Liberia Launches Africa’s Fastest Instant Payments System in 73 Days

Liberia just did in 73 days what many countries take years to achieve. A new instant payments system is live—and Africa is watching.


MONROVIA, Liberia — December 16, 2025 — Liberia has launched a nationwide instant payments switch linking its two largest mobile money providers in just 73 business days, a rollout pace officials and industry experts say is the fastest recorded deployment of the Mojaloop payments infrastructure anywhere in the world.

Updated 12:00 UTC

The Central Bank of Liberia (CBL) confirmed that the Inclusive Instant Payments System (IIPS) is now live, allowing real-time, interoperable transactions between Lone Star Cell MTN Mobile Money and Orange Money Liberia. According to the CBL, the platform is powered by Mojaloop, an open-source payments framework developed to promote financial inclusion and reduce fragmentation in digital finance systems.

Officials said the system enables users to send and receive funds instantly across networks, eliminating delays that previously characterized inter-operator transfers. The bank described the deployment as a major step in modernizing Liberia’s national payments architecture.

Reactions

Financial sector regulators welcomed the launch as a structural shift. CBL officials said the compressed implementation timeline demonstrated what is possible when regulators, mobile network operators, and technology partners align around a single national objective.

Mobile money operators also highlighted operational gains. Executives from both MTN Liberia and Orange Liberia noted that interoperability reduces friction for customers and expands transaction volumes without requiring users to hold multiple wallets.

Among users, traders, and small business owners in Monrovia said instant transfers could significantly reduce reliance on cash, particularly for daily settlements and supplier payments. Civil servants interviewed by local radio stations said near-instant salary disbursements could ease household cash-flow pressures.

Context & Significance

Liberia’s rollout comes as digital finance adoption accelerates across Africa. According to data cited by the Central Bank, Liberia surpassed its national financial inclusion target in 2024, reaching 52 percent account ownership—driven largely by mobile wallets, which now number more than 11 million registrations in a country of about five million people.

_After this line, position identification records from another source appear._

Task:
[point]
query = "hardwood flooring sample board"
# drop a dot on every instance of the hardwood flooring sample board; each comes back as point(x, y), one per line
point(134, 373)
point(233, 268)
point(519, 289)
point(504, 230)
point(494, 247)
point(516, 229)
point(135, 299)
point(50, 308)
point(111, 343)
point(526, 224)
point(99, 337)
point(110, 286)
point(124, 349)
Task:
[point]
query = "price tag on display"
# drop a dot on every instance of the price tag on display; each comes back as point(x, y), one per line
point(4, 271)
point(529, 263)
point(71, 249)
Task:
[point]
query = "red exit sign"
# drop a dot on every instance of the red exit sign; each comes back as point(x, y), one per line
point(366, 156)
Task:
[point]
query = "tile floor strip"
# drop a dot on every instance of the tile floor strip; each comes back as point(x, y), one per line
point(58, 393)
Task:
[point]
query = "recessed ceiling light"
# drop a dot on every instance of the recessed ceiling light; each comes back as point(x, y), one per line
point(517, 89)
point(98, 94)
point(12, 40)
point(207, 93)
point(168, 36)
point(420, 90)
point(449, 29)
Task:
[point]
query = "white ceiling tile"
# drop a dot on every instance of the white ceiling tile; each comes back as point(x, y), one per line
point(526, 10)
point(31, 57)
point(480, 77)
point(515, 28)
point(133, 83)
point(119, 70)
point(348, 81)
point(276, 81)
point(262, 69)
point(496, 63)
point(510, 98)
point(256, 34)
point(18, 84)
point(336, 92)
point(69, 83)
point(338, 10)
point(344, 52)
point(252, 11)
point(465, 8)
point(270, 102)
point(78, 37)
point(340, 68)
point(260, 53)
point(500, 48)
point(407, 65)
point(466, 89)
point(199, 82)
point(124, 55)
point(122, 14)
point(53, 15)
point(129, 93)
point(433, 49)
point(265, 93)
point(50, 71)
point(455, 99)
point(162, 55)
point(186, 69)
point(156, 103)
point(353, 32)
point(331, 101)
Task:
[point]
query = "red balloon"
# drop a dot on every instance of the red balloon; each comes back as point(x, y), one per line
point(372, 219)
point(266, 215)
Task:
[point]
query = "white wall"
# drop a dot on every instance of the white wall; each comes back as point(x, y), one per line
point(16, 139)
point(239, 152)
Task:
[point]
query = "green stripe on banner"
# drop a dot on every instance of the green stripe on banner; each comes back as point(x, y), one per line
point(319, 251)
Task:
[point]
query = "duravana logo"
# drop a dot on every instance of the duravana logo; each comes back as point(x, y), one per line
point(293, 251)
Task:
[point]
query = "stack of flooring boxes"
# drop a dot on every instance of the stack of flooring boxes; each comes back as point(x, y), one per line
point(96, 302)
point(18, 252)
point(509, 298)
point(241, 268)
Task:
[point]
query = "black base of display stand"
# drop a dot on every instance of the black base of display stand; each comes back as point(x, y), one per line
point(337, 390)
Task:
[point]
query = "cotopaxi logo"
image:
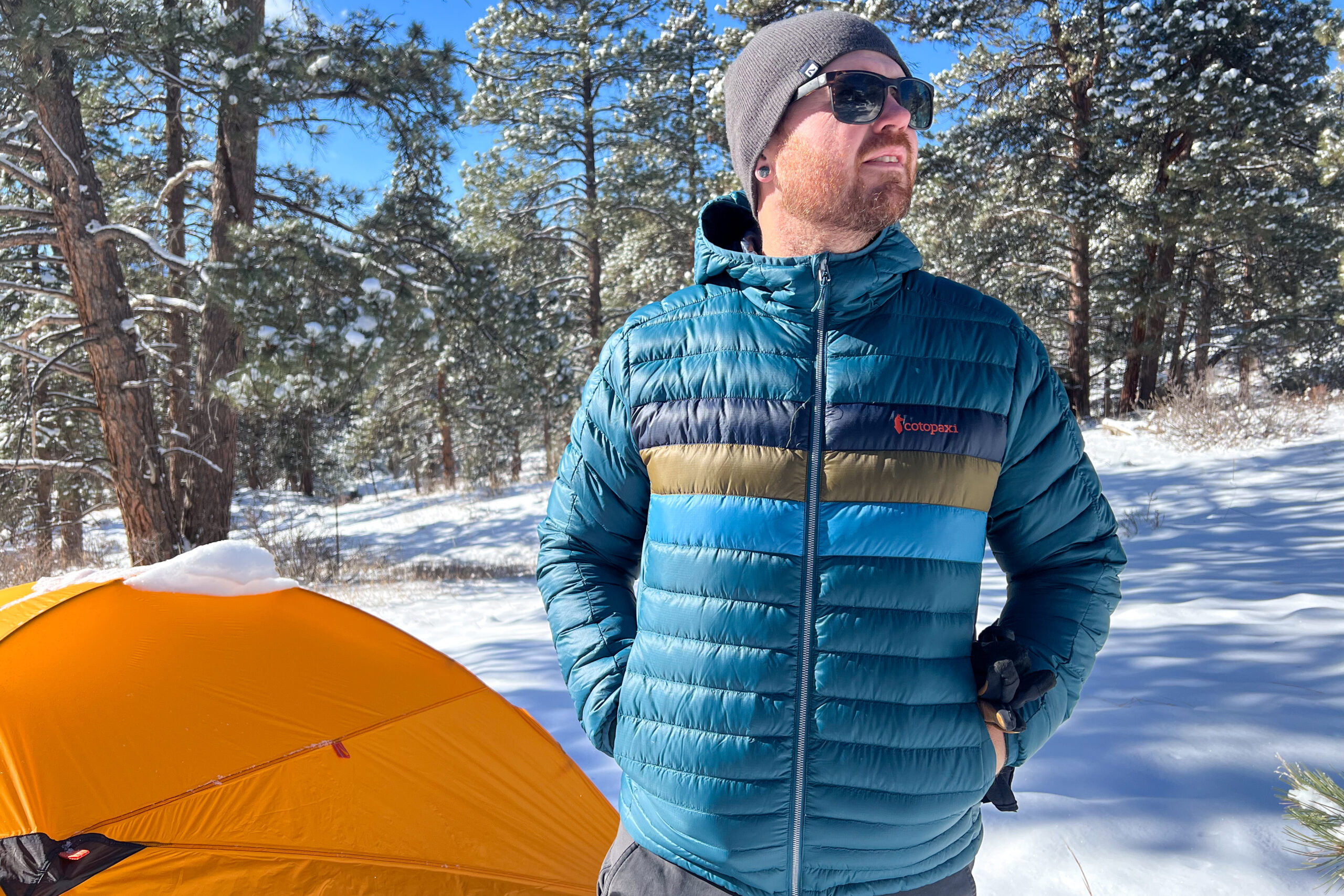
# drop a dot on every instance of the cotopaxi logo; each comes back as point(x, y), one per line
point(902, 425)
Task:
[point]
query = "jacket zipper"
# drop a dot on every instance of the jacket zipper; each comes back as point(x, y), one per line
point(810, 573)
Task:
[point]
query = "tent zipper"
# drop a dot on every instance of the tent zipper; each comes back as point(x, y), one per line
point(810, 573)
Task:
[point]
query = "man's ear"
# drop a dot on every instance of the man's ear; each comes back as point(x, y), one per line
point(764, 170)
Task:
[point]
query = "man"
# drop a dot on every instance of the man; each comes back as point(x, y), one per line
point(800, 460)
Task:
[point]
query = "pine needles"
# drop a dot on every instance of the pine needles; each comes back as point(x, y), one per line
point(1316, 803)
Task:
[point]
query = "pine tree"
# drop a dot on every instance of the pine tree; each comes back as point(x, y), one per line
point(551, 77)
point(1220, 105)
point(1018, 190)
point(675, 159)
point(1315, 801)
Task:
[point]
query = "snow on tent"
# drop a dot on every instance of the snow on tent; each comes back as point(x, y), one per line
point(205, 727)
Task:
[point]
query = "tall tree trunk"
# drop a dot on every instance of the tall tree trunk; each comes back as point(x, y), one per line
point(1177, 373)
point(125, 404)
point(179, 328)
point(1245, 361)
point(42, 488)
point(44, 523)
point(1129, 381)
point(214, 421)
point(306, 452)
point(592, 225)
point(1079, 321)
point(445, 433)
point(1205, 319)
point(546, 436)
point(71, 525)
point(1152, 347)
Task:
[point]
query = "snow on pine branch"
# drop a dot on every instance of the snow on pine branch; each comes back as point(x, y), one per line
point(112, 231)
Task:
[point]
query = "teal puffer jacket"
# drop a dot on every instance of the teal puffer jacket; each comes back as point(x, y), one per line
point(762, 554)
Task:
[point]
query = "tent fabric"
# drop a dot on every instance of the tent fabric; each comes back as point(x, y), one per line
point(277, 743)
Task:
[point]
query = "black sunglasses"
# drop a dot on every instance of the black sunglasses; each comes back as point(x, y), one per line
point(858, 97)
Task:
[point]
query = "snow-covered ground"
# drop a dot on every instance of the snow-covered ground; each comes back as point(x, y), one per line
point(1225, 653)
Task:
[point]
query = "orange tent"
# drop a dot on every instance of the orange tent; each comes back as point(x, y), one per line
point(273, 745)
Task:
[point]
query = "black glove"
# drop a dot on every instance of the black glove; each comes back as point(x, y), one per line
point(1000, 793)
point(1004, 680)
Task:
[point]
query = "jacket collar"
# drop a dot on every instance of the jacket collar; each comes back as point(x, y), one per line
point(788, 287)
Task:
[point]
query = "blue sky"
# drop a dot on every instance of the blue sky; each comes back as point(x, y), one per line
point(362, 162)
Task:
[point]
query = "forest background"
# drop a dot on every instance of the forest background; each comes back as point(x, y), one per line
point(284, 246)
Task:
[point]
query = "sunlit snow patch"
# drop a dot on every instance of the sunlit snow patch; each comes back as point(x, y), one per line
point(224, 568)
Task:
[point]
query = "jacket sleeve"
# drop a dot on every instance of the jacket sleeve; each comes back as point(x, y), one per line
point(1054, 536)
point(592, 537)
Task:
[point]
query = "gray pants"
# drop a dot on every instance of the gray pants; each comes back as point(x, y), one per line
point(631, 870)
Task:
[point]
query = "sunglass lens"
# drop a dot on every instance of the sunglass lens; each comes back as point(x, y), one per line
point(857, 99)
point(917, 97)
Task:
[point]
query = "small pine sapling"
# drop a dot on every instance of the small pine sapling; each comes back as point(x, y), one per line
point(1315, 801)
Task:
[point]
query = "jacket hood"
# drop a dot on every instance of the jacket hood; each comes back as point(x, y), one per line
point(788, 287)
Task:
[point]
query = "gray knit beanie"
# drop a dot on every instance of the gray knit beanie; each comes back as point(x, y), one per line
point(777, 61)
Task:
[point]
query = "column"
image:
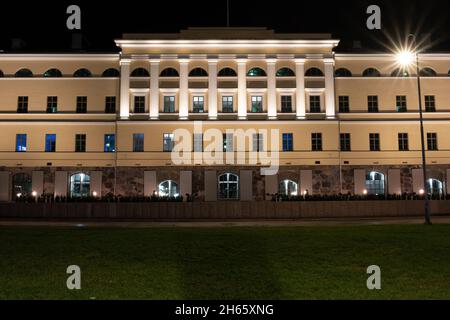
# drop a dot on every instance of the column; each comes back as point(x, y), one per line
point(125, 88)
point(329, 88)
point(242, 89)
point(154, 89)
point(271, 89)
point(300, 90)
point(212, 89)
point(184, 90)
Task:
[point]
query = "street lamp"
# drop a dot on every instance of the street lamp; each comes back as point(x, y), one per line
point(406, 58)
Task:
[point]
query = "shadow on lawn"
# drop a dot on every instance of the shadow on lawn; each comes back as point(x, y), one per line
point(225, 265)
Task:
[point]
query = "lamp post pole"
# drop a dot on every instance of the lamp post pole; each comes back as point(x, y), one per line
point(422, 140)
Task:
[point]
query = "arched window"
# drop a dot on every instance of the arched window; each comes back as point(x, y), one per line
point(435, 187)
point(140, 72)
point(427, 72)
point(169, 72)
point(375, 183)
point(256, 72)
point(400, 72)
point(169, 189)
point(228, 186)
point(24, 73)
point(80, 185)
point(198, 72)
point(343, 72)
point(371, 72)
point(288, 188)
point(21, 185)
point(285, 72)
point(313, 72)
point(111, 73)
point(82, 73)
point(53, 73)
point(227, 72)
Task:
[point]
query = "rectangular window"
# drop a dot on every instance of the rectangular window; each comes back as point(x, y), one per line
point(50, 142)
point(198, 104)
point(344, 104)
point(168, 142)
point(257, 104)
point(372, 103)
point(316, 141)
point(430, 104)
point(227, 104)
point(52, 104)
point(21, 143)
point(314, 104)
point(138, 142)
point(110, 105)
point(227, 142)
point(403, 142)
point(401, 103)
point(110, 143)
point(80, 143)
point(345, 142)
point(198, 142)
point(432, 141)
point(286, 104)
point(139, 104)
point(22, 104)
point(374, 141)
point(288, 142)
point(258, 142)
point(169, 104)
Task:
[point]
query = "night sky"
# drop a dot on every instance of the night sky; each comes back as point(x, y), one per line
point(42, 24)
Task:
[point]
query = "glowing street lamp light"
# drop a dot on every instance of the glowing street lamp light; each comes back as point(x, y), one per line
point(407, 58)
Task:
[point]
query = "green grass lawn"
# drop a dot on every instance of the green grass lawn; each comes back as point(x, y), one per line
point(226, 263)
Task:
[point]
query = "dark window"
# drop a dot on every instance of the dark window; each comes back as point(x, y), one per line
point(169, 104)
point(345, 142)
point(257, 104)
point(138, 142)
point(168, 142)
point(22, 104)
point(82, 73)
point(81, 104)
point(139, 104)
point(401, 103)
point(316, 141)
point(314, 72)
point(372, 103)
point(227, 72)
point(286, 104)
point(432, 141)
point(374, 141)
point(198, 72)
point(169, 72)
point(256, 72)
point(21, 143)
point(227, 104)
point(430, 104)
point(110, 104)
point(403, 142)
point(50, 142)
point(344, 104)
point(110, 143)
point(140, 72)
point(52, 104)
point(314, 104)
point(80, 143)
point(285, 72)
point(198, 104)
point(288, 142)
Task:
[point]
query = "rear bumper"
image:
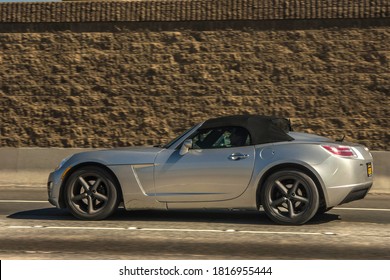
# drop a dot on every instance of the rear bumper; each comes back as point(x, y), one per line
point(347, 193)
point(357, 193)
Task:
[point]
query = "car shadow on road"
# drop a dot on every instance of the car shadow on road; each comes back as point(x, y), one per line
point(191, 216)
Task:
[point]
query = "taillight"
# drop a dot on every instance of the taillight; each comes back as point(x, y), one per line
point(342, 151)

The IIPS launch also marks the first live, real-money deployment of Mojaloop version 17, which includes enhanced capabilities designed to support future cross-border payments. Mojaloop is backed by a global community of central banks, fintechs, and development partners focused on interoperable, low-cost payments.

Analysts say the implications extend beyond Liberia. Many African economies remain heavily cash-based, with fragmented mobile money ecosystems. Liberia’s experience suggests that rapid, regulator-led interoperability is achievable even in smaller markets, potentially offering a template for peers in West and Central Africa.

What’s Next

The Central Bank said the next phase will focus on onboarding additional financial institutions and government agencies, with priority given to government-to-person payments such as salaries and social transfers. Officials said processes that once took several days can now be completed in seconds, improving efficiency and transparency.

Regional payments experts say attention will also turn to cross-border use cases, particularly within ECOWAS, as African central banks seek scalable solutions to support the continent’s growing digital trade ambitions.